2

The following code doesn't return a single non-empty urlparse.netloc, or urlparse.scheme. The scheme and netloc are prepended to the path component. What am I doing wrong, please?

#! /usr/bin/python
# -*- coding: UTF-8 -*-

from urllib import urlopen  
from urlparse import urlparse, urljoin 
import re   
link_exp = re.compile("href=(.+?)(?:'|\")", re.UNICODE)  
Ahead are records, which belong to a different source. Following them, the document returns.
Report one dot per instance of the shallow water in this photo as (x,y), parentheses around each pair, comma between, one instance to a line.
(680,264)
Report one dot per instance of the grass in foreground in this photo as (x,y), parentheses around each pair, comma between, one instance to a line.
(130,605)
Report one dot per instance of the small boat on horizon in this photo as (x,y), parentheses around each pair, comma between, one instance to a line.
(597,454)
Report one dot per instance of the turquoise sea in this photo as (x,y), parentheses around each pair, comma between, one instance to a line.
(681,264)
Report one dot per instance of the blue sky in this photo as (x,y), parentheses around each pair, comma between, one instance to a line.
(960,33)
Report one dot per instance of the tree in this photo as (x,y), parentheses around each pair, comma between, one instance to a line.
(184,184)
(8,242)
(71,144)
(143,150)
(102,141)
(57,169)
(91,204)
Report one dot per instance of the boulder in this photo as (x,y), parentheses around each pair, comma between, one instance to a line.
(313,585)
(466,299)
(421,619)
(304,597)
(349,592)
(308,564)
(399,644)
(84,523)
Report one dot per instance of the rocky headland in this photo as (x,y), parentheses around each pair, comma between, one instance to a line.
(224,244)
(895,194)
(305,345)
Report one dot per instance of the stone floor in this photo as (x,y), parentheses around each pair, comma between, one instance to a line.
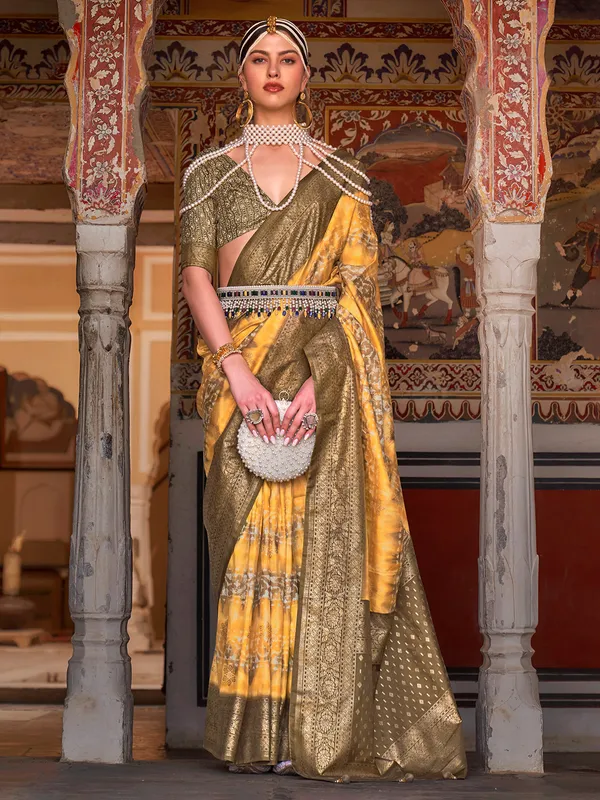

flux = urlopen("http://www.w3.org") 
links = [urlparse(x) for x in link_exp.findall(flux.read())]
for x in links : 
    print x

This extracts every (? maybe my regex is wrong) url, and prints it, except 'http://' is always in the path, rather than in the scheme. How come? And I should probably reimplement the urlparse functionality when I am done with solving this, as this is a course exercice, not a real world scenario. Sorry for not being clearer on this!

pouzzler
  • 1,800
  • 2
  • 20
  • 32
  • 1
    Regex, HTML, [bad idea](http://stackoverflow.com/a/1732454/398968) -- use [`BeautifulSoup`](http://www.crummy.com/software/BeautifulSoup/bs4/doc/). – Katriel Jan 31 '13 at 18:11
  • not answering questions while trying to look cryptic, teenage idea. The code works, except that netloc and scheme are deported to path. I don't think regex should be blamed for this, but willing to be proven wrong. – pouzzler Jan 31 '13 at 18:12
  • 1
    Won't `link_exp.findall()` find strings like `href="http://example.com` – millimoose Jan 31 '13 at 18:13
  • What are you expecting to do with this? – ATOzTOA Jan 31 '13 at 18:13
  • 1
    @pouzzler Way to go alienating people who bothered to read your question. And actually provide good pointers. – millimoose Jan 31 '13 at 18:13
  • 1
    @pouzzler you're right, sorry. In full: you shouldn't use regular expressions to extract the links from an HTML page, because they aren't powerful enough to understand all the weird ways in which HTML can be valid. Instead, you should install and use a library designed to parse HTML, and extract the links from _that_. You can then call `urlparse` on those links. – Katriel Jan 31 '13 at 18:14
  • I would like to know what is wrong. This is an exercice, therefore I should probably reimplement urlparse also, and I don't see how to implement parsing without regex. Maybe my regex is wrong, but the answer wasn't an answer to my question. – pouzzler Jan 31 '13 at 18:15
  • To clarify, I'm asking a scholarly question. I am not interested in a real-world solution, but in an answer, all the best, guys. – pouzzler Jan 31 '13 at 18:15
  • And please excuse my temper, I've been doing entirely too much regex this afternoon, which is no excuse, sorry again. – pouzzler Jan 31 '13 at 18:22

2 Answers2

2

Your regex is wrong:

x = "<a href='http://www.bbcnews.com'>foo</a>"
link_exp.findall(x)
# ["'http://www.bbcnews.com"]

Note that you're including the opening quote.

Katriel
  • 120,462
  • 19
  • 136
  • 170
  • FYI the way to debug this sort of thing is to separate out all the nested function calls of `[urlparse(x) for x in link_exp.findall(flux.read())]` and step through with a debugger, looking at each in turn. – Katriel Jan 31 '13 at 18:27
0

Use this:

link_exp = re.compile(r"href=\"(.+?)(?:'|\")", re.UNICODE)  

Output:

...
ParseResult(scheme='http', netloc='ev.buaa.edu.cn', path='/', params='', query='', fragment='')
...
ATOzTOA
  • 34,814
  • 22
  • 96
  • 117